Resource depletion is the consumption of a resource faster than it can be replenished. Natural resources are commonly divided between renewable resources and non-renewable resources (see also mineral resource classification). Use of either of these forms of resources beyond their rate of replacement is considered to be resource depletion. The value of a resource is a direct result of its availability in nature and the cost of extracting the resource, the more a resource is depleted the more the value of the resource increases. There are several types of resource depletion, the most known being: Aquifer depletion, deforestation, mining for fossil fuels and minerals, pollution or contamination of resources, slash-and-burn agricultural practices, soil erosion, and overconsumption, excessive or unnecessary use of resources.
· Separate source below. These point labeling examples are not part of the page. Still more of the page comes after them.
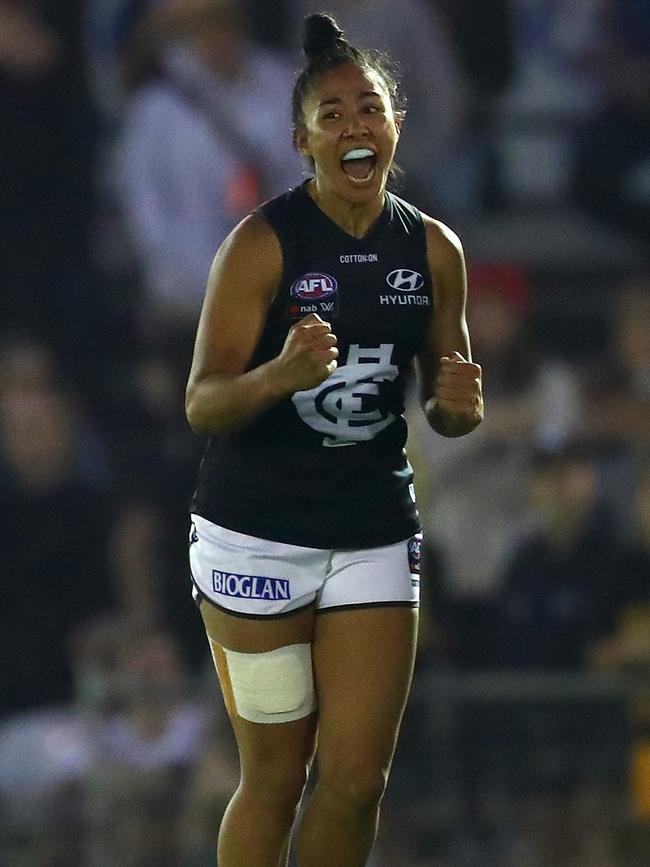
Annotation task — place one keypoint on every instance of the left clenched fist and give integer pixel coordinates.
(458, 389)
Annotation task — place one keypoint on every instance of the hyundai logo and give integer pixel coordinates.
(405, 280)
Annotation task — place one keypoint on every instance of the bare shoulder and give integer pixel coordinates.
(442, 241)
(252, 241)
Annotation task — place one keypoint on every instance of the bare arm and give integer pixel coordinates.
(221, 393)
(449, 382)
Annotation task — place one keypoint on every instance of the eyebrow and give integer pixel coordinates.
(333, 100)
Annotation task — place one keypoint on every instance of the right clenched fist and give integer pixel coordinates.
(309, 354)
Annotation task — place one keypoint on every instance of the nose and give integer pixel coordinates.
(356, 127)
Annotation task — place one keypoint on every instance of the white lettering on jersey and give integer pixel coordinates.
(346, 407)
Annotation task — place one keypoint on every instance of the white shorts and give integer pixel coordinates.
(253, 577)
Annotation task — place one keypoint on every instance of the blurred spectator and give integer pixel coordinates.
(47, 144)
(552, 91)
(533, 400)
(617, 384)
(553, 606)
(53, 535)
(147, 749)
(45, 758)
(432, 149)
(553, 602)
(627, 649)
(612, 169)
(205, 139)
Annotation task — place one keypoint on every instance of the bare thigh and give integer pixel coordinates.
(363, 662)
(262, 748)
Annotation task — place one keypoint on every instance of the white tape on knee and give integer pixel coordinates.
(275, 686)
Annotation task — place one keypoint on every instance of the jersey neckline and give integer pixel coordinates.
(326, 220)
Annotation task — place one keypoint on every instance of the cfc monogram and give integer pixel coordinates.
(347, 407)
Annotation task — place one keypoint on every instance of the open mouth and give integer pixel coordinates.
(359, 165)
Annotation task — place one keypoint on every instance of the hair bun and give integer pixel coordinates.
(322, 33)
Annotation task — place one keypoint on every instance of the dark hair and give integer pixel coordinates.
(326, 48)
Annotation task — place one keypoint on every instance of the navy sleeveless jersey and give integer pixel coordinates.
(326, 468)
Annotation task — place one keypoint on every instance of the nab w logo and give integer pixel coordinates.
(405, 280)
(348, 406)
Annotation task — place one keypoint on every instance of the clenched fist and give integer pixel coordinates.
(309, 354)
(458, 393)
Resource depletion is most commonly used in reference to farming, fishing, mining, water usage, and consumption of fossil fuels. Depletion of wildlife populations is called defaunation.

Depletion accounting 

In an effort to offset the depletion of resources, theorists have come up with the concept of depletion accounting. Better known as 'green accounting,' depletion accounting aims to account for nature's value on an equal footing with the market economy. Resource depletion accounting uses data provided from countries to estimate the adjustments needed due to their use and depletion of the natural capital available to them. Natural capital are natural resources such as mineral deposits or timber stocks. Depletion accounting factors in several different influences such as the number of years until resource exhaustion, the cost of resource extraction and the demand of the resource. Resource extraction industries make up a large part of the economic activity in developing countries. This, in turn, leads to higher levels of resource depletion and environmental degradation in developing countries. Theorists argue that implementation of resource depletion accounting is necessary in developing countries. Depletion accounting also seeks to measure the social value of natural resources and ecosystems. Measurement of social value is sought through ecosystem services, which are defined as the benefits of nature to households, communities and economies.

Importance 
There are many different groups interested in depletion accounting. Environmentalists are interested in depletion accounting as a way to track the use of natural resources over time, hold governments accountable or compare their environmental conditions to those of another country. Economists want to measure resource depletion to understand how financially reliant countries or corporations are on non-renewable resources, whether this use can be sustained and the financial drawbacks of switching to renewable resources in light of the depleting resources.

Issues  
Depletion accounting is complex to implement as nature is not as quantifiable as cars, houses, or bread. For depletion accounting to work, appropriate units of natural resources must be established so that natural resources can be viable in the market economy. The main issues that arise when trying to do so are, determining a suitable unit of account, deciding how to deal with the "collective" nature of a complete ecosystem, delineating the borderline of the ecosystem, and defining the extent of possible duplication when the resource interacts in more than one ecosystem. Some economists want to include measurement of the benefits arising from public goods provided by nature, but currently there are no market indicators of value. Globally, environmental economics has not been able to provide a consensus of measurement units of nature's services.

Minerals depletion 

Minerals are needed to provide food, clothing, and housing. A United States Geological Survey (USGS) study found a significant long-term trend over the 20th century for non-renewable resources such as minerals to supply a greater proportion of the raw material inputs to the non-fuel, non-food sector of the economy; an example is the greater consumption of crushed stone, sand, and gravel used in construction.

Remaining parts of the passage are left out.